Zu den musikalischen Darbietungen – ich bleibe gleich beim Interpreten des Lenski, Bogdan Volkov. Er verbuchte an diesem Abend einen großen persönlichen Erfolg und erhielt von allen Beteiligten den meisten Zuspruch des Publikums. Sicherlich hat man schon eindringlichere Sänger in dieser Rolle gehört, trotzdem bestach er durch eine sehr gute Phrasierung und ein großartiges Schauspiel. Andrè Schuen legte wieder einmal eine Talentprobe ab, war vielleicht nicht ganz so beeindruckend als vor drei Wochen als Conte Almaviva, aber die positive Entwicklung seiner Stimme ist nicht abzusprechen. Figürlich und auch vom Habitus ist er aber ein perfekter Onegin. Schuen gehört sicherlich zu den besten Neuzugängen der Ära Roscic und ich bin mir sicher, dass er dem Publikum noch viele beeindruckende Opernabende bieten wird. Etwas enttäuschend und seltsam blass empfand ich Dimitry Ivashchenko als Gremin. Nach seiner sehr beeindruckenden Vita hätte ich mir einen profunderen Bass vorgestellt. Sein Gremin hatte die Ausstrahlung eines Buchhalters und es bleibt ein Rätsel, wie er es einst schaffte die Tatyana für sich zu gewinnen.
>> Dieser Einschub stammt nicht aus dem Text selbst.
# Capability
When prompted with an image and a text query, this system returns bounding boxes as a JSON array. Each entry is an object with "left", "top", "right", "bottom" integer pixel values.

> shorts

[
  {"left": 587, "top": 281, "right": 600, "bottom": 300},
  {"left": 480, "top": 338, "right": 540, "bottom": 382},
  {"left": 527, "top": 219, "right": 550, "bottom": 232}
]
Dan Paul Dumitrescu wäre vielleicht da sogar die bessere Besetzung gewesen, so gab es für den Saretzki eine Luxusbesetzung. Seit vielen Jahren liebt das Wiener Publikum seinen samtigen Bass, was auch beim Schlussapplaus zu hören war. Thomas Köber war ein wohltönender Vorsänger, der Triquet – wie oben beschrieben seines Couplets beraubt – wurde von Eduard Wesener dargestellt. Die Larina wurde von Helene Schneidermann gesungen und hinterließ keinen wirklich bleibenden Eindruck, Larissa Diadkova entsprach auch stimmlich der Filipjewna.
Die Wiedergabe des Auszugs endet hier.